Magari sei Zidane e oltre a vincere tutto riesci anche a fare per primo quello che non era riuscito a nessuno, vincere due edizioni consecutive della Coppa dei Campioni da quando si chiama Champions League. La doppietta mancava dal Milan di Sacchi. Ma se la tua storia trova la quadratura del cerchio, i giornali useranno parole come mago e predestinato. Magari sei Allegri e hai fatto tre doppiette consecutive, scudetto e Coppa Italia, da quando sei stato catapultato sulla panchina della Juve. Eppure da domani sarai le due finali perse in tre anni, oltre a tutto il resto. Sarai l’allenatore che ha fatto tutta la gavetta ed è stato sconfitto su tutta la linea da quello che non ne ha fatta nemmeno un grammo. Un giorno, forse, sarai quello che ‘ha perso la finale con il peggiore scarto nella storia delle finali perse dalla Juve’.
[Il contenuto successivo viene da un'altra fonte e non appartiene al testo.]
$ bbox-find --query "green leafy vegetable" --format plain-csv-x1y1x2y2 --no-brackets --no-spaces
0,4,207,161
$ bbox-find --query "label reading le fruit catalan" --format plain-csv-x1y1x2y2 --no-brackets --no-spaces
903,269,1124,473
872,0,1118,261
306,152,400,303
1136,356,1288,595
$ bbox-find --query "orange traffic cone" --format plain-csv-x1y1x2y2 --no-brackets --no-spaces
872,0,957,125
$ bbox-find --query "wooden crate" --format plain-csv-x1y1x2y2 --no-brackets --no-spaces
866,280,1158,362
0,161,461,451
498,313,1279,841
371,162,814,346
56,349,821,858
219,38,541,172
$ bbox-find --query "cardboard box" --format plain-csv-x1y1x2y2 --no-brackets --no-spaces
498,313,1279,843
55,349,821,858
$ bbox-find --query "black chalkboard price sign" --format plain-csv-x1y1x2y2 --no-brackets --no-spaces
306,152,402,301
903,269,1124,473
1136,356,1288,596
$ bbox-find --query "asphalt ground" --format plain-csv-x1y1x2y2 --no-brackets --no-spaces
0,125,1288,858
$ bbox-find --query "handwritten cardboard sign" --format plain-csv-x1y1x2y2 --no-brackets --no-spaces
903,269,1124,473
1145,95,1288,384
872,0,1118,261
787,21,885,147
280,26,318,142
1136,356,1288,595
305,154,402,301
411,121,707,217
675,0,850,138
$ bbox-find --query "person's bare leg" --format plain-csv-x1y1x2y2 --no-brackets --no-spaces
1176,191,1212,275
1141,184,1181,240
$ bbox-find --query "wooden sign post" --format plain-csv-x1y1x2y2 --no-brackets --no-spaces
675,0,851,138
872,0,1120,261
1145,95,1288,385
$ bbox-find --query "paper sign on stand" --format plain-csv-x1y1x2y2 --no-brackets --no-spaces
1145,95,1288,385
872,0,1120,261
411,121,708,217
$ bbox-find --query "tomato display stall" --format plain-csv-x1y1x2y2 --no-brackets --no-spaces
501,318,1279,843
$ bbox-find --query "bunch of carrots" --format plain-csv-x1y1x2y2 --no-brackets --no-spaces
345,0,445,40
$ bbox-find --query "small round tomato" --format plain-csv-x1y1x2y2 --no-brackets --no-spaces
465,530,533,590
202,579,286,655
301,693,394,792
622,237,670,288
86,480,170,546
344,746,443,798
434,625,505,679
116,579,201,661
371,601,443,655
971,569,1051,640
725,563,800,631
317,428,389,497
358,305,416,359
Magari invece sei Higuain e la tua storia è ancora lontana dal trovare un approdo, oppure vali 90 milioni di euro ma da domani ti verranno ricordate solo le finali, quante sono di nuovo?, nelle quali hai perso, hai sbagliato un gol decisivo, oppure hai toccato due palloni nei primi dieci minuti e poi hai trascorso il resto della serata di Cardiff a guardare gli altri giocare senza avere nemmeno un’occasione. Stavolta forse non sarai accusato di avere responsabilità sul risultato, ma l’ombra resta se te n’eri andato dal Real Madrid chiuso dall’ingombro di CR7 e te lo ritrovi Mvp della finale che eri stato acquistato per vincere, mentre quell’altro segna dieci gol nelle partite a eliminazione diretta. Vali 90 milioni, hai segnato una doppietta contro il Monaco in semifinale, ma dopo questa partita continuerai a essere ‘quello che sparisce nelle finali’.

Magari, ed è la storia più ingiusta delle storie della finale, sei Buffon. E hai vinto tutto in carriera tranne quella coppa che ti compare di nuovo di fronte alle mani a 38 anni, per la terza volta dopo Manchester e Berlino. E non c’è più molto tempo per credere che la sua storia possa trovare la quadratura del cerchio. Un’altra stagione, forse, un colpo secco. Un la va o la spacca. Ma la Juve la spacca sempre, le finali dal 1996 le ha spaccate tutte, arrivandoci da favorita o da outisder o alla pari. Ha spaccato tutte le finali nelle quali non è andata in vantaggio. Ha vinto solo quelle nelle quali ha segnato un rigore, contro il Liverpool, o un rigore in più, contro l’Ajax.

Aveva segnato per prima nel 1985 e nella finale di Roma, mai nelle cinque finali successive. E si continuerà a intervistare Vialli, Ravanelli, Padovano, Peruzzi, Jugovic, figure mitologiche che ce la fecero, un cortocircuito temporale dentro una maledizione che continua. E’ la storia della Juve che non trova la quadratura del cerchio. Meraviglia e contraddizione di una società che si ama o si odia e che proprio per questo, per il suo ruolo unico nella percezione popolare e nell’albo d’oro dei nostri confini, continua a vivere lo stesso sortilegio nelle finali di Champions League. La squadra che vince tutto nel paese dove è padrona e che al tempo stesso non riesce a vincere mai l’unico trofeo che davvero vorrebbe. E che perde contro chi quelle finali le vince sempre. La storia del Real Madrid nelle finali di Champions League ha trovato la sua quadratura del cerchio da un bel pezzo.